Year of publication 2012
Type Article in Periodical
Magazine / Source Acta chirurgiae orthopaedicae et traumatologiae čechoslovaca
MU Faculty or unit

Faculty of Medicine

Field Traumatology and orthopaedic surgery
Keywords Monteggia fracture; consequences; reconstruction surgery; childhood
Attached files
Description PURPOSE OF THE STUDY To review the current methods of operative management of post-traumatic chronic radial head dislocation in chronic Monteggia lesions in children. MATERIAL AND METHODS Post-traumatic chronic dislocation of the proximal radius usually occurs following missed or ineffectively treated Monteggia fractures.
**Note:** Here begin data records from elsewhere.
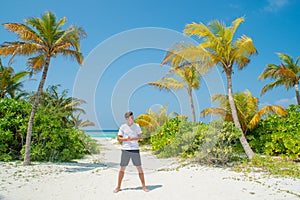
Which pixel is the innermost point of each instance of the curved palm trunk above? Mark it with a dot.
(33, 111)
(192, 104)
(243, 139)
(297, 93)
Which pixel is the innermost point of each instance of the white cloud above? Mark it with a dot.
(275, 5)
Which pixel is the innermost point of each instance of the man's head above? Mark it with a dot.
(129, 117)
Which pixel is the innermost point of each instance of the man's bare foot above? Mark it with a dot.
(146, 189)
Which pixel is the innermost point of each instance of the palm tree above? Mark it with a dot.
(218, 48)
(10, 82)
(247, 109)
(43, 38)
(287, 74)
(190, 79)
(67, 106)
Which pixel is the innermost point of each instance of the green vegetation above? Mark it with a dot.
(44, 125)
(189, 78)
(277, 135)
(44, 39)
(247, 109)
(286, 74)
(52, 139)
(210, 143)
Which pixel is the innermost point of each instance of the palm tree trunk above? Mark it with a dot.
(297, 93)
(192, 104)
(243, 139)
(33, 111)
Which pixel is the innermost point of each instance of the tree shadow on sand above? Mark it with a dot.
(73, 167)
(150, 187)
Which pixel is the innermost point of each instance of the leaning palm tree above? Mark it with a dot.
(189, 78)
(10, 82)
(67, 106)
(42, 38)
(247, 109)
(224, 50)
(286, 74)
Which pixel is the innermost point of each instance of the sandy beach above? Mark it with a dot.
(95, 177)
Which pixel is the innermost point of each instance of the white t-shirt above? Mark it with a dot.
(130, 131)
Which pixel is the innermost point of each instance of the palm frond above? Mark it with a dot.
(72, 54)
(24, 32)
(36, 63)
(279, 81)
(214, 111)
(167, 84)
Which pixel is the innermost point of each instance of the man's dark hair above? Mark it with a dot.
(128, 114)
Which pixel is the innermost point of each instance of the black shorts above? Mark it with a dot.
(134, 155)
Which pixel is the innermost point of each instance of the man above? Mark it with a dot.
(129, 134)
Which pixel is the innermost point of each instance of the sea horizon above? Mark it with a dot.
(102, 133)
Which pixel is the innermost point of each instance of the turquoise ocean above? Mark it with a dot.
(102, 133)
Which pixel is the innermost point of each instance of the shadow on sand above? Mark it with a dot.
(150, 187)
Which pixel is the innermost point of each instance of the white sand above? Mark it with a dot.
(95, 178)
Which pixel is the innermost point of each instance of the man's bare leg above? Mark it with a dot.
(142, 178)
(120, 178)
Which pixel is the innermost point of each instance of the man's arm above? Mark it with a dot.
(139, 137)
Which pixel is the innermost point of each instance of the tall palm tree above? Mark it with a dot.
(247, 109)
(286, 74)
(67, 106)
(189, 79)
(42, 38)
(225, 50)
(10, 82)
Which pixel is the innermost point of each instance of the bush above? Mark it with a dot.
(51, 140)
(212, 143)
(13, 118)
(165, 134)
(276, 135)
(184, 142)
(216, 143)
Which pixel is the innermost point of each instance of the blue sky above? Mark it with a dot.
(127, 40)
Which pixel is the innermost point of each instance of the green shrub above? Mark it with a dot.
(51, 140)
(216, 143)
(212, 143)
(13, 118)
(184, 142)
(276, 135)
(165, 134)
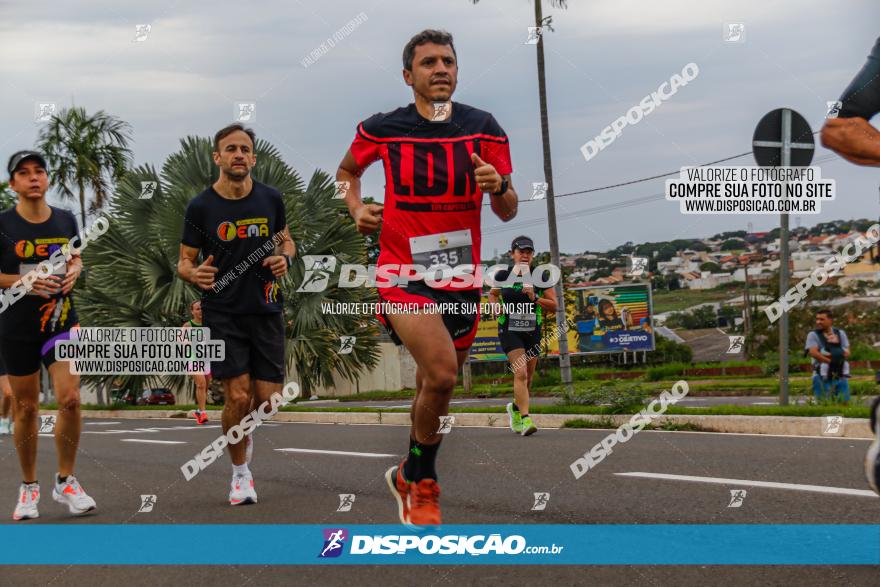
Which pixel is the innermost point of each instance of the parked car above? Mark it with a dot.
(157, 396)
(121, 396)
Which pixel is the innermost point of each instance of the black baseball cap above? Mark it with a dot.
(22, 156)
(522, 242)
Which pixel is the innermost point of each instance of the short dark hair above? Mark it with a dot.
(426, 36)
(228, 130)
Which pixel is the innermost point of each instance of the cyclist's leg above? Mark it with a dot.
(26, 394)
(69, 423)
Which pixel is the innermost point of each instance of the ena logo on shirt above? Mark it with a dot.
(41, 247)
(247, 228)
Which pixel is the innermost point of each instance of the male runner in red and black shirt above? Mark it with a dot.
(439, 157)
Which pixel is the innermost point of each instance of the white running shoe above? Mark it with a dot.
(71, 494)
(242, 490)
(28, 499)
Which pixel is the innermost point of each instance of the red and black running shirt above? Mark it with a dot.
(429, 176)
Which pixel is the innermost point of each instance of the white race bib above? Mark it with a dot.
(444, 248)
(522, 322)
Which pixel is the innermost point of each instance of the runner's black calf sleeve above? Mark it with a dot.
(420, 461)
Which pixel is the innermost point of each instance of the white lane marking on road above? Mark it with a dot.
(748, 483)
(137, 430)
(338, 452)
(145, 441)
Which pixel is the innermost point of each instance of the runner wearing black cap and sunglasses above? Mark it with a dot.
(30, 323)
(520, 317)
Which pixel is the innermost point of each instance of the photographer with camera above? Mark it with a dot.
(829, 349)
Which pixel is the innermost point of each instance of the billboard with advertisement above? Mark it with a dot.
(606, 319)
(612, 319)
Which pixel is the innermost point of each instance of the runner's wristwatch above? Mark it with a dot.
(503, 189)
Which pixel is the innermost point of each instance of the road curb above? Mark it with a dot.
(777, 425)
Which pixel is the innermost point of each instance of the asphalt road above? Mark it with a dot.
(487, 476)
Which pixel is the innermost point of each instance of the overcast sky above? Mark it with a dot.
(604, 56)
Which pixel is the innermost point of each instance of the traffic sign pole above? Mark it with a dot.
(773, 148)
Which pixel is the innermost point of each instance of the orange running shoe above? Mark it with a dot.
(400, 489)
(424, 505)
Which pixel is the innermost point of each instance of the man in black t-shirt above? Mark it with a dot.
(852, 137)
(520, 318)
(37, 311)
(238, 225)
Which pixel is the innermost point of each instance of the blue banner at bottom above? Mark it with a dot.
(524, 544)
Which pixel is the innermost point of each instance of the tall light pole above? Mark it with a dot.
(561, 319)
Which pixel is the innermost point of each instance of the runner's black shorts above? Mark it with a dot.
(461, 324)
(23, 357)
(527, 341)
(254, 344)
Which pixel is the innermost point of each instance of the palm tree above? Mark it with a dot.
(131, 277)
(86, 152)
(546, 24)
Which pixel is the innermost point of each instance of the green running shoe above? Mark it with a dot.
(515, 419)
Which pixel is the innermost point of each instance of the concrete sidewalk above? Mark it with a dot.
(777, 425)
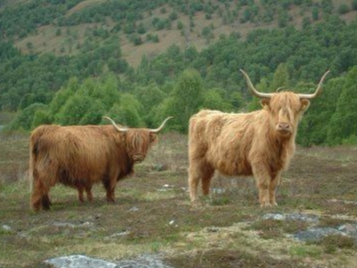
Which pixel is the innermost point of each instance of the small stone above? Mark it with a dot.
(218, 190)
(348, 229)
(79, 261)
(160, 167)
(212, 229)
(133, 209)
(272, 216)
(6, 228)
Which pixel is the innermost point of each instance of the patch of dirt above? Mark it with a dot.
(153, 215)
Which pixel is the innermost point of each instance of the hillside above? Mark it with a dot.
(153, 28)
(140, 61)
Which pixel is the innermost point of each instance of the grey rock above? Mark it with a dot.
(309, 218)
(124, 233)
(79, 261)
(133, 209)
(145, 261)
(218, 191)
(71, 225)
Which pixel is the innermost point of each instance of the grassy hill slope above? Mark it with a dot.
(153, 29)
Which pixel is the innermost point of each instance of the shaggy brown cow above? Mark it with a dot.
(260, 143)
(79, 156)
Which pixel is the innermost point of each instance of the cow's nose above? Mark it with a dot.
(284, 126)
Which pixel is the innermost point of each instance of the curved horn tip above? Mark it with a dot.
(115, 124)
(162, 125)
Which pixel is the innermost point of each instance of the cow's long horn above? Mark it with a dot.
(160, 127)
(317, 91)
(120, 129)
(253, 89)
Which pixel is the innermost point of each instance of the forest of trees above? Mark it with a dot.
(97, 81)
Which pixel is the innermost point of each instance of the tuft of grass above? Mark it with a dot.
(271, 229)
(304, 251)
(331, 243)
(219, 201)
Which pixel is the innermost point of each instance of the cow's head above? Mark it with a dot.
(138, 140)
(285, 108)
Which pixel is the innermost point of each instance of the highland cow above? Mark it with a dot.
(80, 156)
(259, 143)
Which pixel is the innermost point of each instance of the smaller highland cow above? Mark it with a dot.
(79, 156)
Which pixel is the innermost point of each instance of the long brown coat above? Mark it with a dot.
(80, 156)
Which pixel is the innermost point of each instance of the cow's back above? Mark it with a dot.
(223, 140)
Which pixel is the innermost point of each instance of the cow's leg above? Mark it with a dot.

The radial head is usually dislocated anteriorly. We performed open reduction of the radial head, reconstruction of the annular ligament and corrective osteotomy of the ulna in eleven patients. Three of our patients underwent ulnar lengthening via gradual distraction using an Ilizarov external fixator. This procedure was used in nine boys and five girls who were treated for complications following Monteggia lesions between 2000 and 2009. The average age at the time of surgery was 8 years and 4 months, the average injury-to-surgery interval was 19 months, and a prerequisite for surgery was a normal concave articular surface of the proximal radius. The patients were followed up for an average of 28 months and, at final follow-up, all were fully active and had no pain or instability. RESULTS The complications included: non-union of the ulnar osteotomy site in two patients, residual radiocapitellar subluxation in two patients, and one patient had revision surgery. Nine patients showed a full range of motion, two had a loss of extension, and three had a mean loss of pronation of 20 degrees and a mean loss of supination of 20 degrees. DISCUSSION The Monteggia lesion is a rare fracture in childhood, but its sequelae can be serious. So far a unified therapeutic approach has not been proposed. Most authors prefer reconstruction surgery. Our results are in full agreement with the published data. CONCLUSIONS The operative treatment of consequences after Monteggia fractures in children has a relatively high rate of complications and unpredictable results. Indications for reconstruction involve a normal articular surface of the radial head and a normal alignment of the radius and ulna.